L’ennui naquit un jour de l’uniformité
Un texte de Daniel Laguitton
Paru dans le numéro Automne/Fall 2021
Publié le : 25 août 2021
Dernière mise à jour : 25 août 2021
Daniel Laguitton nous présente quelques prophètes des temps modernes qui nous invitent à sortir de l’envoûtement où nous ont plongés l’ère industrielle et la virtualisation du monde, et à résister à la tentation de la facilité et du conformisme...
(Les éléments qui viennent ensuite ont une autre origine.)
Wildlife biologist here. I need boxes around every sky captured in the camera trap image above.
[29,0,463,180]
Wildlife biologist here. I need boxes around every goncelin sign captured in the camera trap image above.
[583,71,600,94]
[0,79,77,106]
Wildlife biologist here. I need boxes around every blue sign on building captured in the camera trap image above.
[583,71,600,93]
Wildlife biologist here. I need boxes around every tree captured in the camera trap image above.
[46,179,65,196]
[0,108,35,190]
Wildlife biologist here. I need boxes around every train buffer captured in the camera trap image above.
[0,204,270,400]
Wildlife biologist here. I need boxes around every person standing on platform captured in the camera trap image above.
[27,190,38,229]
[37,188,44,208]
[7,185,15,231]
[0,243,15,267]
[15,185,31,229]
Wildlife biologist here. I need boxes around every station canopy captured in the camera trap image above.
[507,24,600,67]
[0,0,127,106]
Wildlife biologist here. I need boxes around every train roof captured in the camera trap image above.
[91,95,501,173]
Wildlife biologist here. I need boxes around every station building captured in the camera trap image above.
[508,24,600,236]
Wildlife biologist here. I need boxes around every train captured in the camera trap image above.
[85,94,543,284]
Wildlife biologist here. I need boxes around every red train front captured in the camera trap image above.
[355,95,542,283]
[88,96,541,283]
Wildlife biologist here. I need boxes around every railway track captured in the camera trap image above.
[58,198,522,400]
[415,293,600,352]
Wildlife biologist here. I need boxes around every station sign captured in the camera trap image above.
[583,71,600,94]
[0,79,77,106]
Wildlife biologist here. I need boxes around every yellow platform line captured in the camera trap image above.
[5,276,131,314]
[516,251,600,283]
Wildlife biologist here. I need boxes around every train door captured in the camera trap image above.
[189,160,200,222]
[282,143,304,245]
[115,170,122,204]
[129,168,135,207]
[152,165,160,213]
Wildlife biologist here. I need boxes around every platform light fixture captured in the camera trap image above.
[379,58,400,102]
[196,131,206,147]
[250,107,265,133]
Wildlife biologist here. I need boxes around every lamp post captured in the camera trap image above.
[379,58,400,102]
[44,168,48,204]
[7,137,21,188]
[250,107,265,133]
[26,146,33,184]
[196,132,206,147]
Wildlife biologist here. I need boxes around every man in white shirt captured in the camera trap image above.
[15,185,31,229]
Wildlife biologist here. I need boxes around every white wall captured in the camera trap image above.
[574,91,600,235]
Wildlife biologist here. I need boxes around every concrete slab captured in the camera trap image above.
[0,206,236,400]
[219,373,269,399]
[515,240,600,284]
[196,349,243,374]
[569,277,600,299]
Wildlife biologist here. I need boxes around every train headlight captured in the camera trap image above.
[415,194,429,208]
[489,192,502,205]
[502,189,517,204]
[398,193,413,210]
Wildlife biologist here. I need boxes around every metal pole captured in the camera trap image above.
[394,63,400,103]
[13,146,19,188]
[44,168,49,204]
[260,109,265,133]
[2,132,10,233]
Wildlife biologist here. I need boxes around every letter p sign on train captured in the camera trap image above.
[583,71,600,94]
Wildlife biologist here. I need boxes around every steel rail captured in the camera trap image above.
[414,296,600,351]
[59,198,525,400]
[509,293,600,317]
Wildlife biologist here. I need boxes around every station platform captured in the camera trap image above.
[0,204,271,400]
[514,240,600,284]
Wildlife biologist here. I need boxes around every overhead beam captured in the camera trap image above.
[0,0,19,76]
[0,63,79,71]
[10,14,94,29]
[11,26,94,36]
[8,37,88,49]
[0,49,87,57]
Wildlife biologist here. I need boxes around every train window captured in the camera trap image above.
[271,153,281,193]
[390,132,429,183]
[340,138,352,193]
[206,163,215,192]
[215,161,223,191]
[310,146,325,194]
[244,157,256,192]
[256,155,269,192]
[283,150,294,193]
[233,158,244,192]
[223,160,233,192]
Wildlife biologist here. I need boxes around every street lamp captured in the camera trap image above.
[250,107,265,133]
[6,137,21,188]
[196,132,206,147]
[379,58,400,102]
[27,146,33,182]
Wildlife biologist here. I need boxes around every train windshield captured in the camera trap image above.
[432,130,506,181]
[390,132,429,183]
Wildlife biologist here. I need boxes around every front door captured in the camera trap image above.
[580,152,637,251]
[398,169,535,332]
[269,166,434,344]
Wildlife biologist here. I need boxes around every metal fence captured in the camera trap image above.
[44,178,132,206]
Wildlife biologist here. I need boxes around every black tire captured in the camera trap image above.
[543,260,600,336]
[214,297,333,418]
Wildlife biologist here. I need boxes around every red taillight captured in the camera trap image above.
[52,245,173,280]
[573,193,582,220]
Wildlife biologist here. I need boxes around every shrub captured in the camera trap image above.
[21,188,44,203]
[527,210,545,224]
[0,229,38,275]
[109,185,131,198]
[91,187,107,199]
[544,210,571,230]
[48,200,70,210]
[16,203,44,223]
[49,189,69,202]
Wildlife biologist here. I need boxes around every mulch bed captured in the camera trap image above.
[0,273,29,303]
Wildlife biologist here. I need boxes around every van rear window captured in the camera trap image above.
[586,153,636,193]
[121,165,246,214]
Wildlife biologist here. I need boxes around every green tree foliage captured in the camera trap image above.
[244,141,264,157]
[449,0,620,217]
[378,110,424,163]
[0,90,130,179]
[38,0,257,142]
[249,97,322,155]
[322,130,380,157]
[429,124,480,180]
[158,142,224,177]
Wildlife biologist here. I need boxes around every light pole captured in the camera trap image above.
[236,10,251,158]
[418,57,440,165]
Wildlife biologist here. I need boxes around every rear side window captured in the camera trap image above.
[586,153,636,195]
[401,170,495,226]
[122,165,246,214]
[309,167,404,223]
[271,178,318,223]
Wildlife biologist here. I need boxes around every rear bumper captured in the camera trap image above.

Une de mes chansons préférées, en particulier dans sa version interprétée par les Frères Jacques, est intitulée Adélaïde ; les paroles, de Jacques Debronckart, valent bien des discours philosophiques sur la modernité : dans un bar d’Adélaïde, l’auteur, en proie à une nostalgie du pays natal, se lamente devant l’uniformisation du monde. En voici quelques extraits :
Qu’ils soient d’ici, ou de n’importe quel parage
Moi j’aime bien les gens qui sont de quelque part
Et portent dans leur cœur une ville ou un village
Où ils pourraient trouver leur chemin dans le noir
Quand le dernier verre se vide
Dans les bars d’Adélaïde
On a le cœur qui s’vide aussi
Lorsque l’on pense au pays !
Chaque premier janvier on dit c’est la dernière
La dernière année que je passe en Australie
Et le premier janvier suivant nous voit refaire
Même serment qui sombre à son tour dans l’oubli.
Ce serait pourtant le moment de revoir nos plages
Car les pays se ressemblent de plus en plus
Et dans dix ans nous trouverons dans nos villages
Des distributeurs de hot-dogs au coin des rues !
Le whisky paraît acide
Dans les bars d’Adélaïde
Lorsque l’on garde au palais
Le souvenir du Beaujolais.
Contrairement à ce que l’on pense trop souvent, l’uniformisation au nom de l’efficacité dans tous les domaines d’activité humaine n’est ni une marque de progrès ni un facteur d’unité. Dans Le règne de la quantité et les signes des temps, publié en 1945, René Guénon (1886-1951) affirme même au chapitre 7 intitulé L’uniformité contre l’unité que « le monde est d’autant moins “unifié”, au sens réel de ce mot, qu’il devient plus uniformisé ». Au chapitre 10 intitulé L’illusion des statistiques il ajoute : « […] on en est arrivé à penser et à dire couramment que tout ce qui ne peut pas être “chiffré”, c’est-à-dire exprimé en termes purement quantitatifs, est par là même dépourvu de toute valeur “scientifique” ; et cette prétention ne s’applique pas seulement à la “physique” au sens ordinaire de ce mot, mais à tout l’ensemble des sciences admises “officiellement” de nos jours, et, comme nous l’avons déjà vu, elle s’étend même jusqu’au domaine psychologique ». On ne s’étonnera donc pas de ce que le développement fulgurant de l’informatique, avec sa capacité de produire et de manipuler un volume sans cesse croissant de données numériques pour modéliser et simuler tout ce qui peut être quantifié, a accéléré l’uniformisation du monde et accentué notre perte de contact avec le règne de la qualité. Même la douleur se mesure aujourd’hui sur une échelle de 1 à 10.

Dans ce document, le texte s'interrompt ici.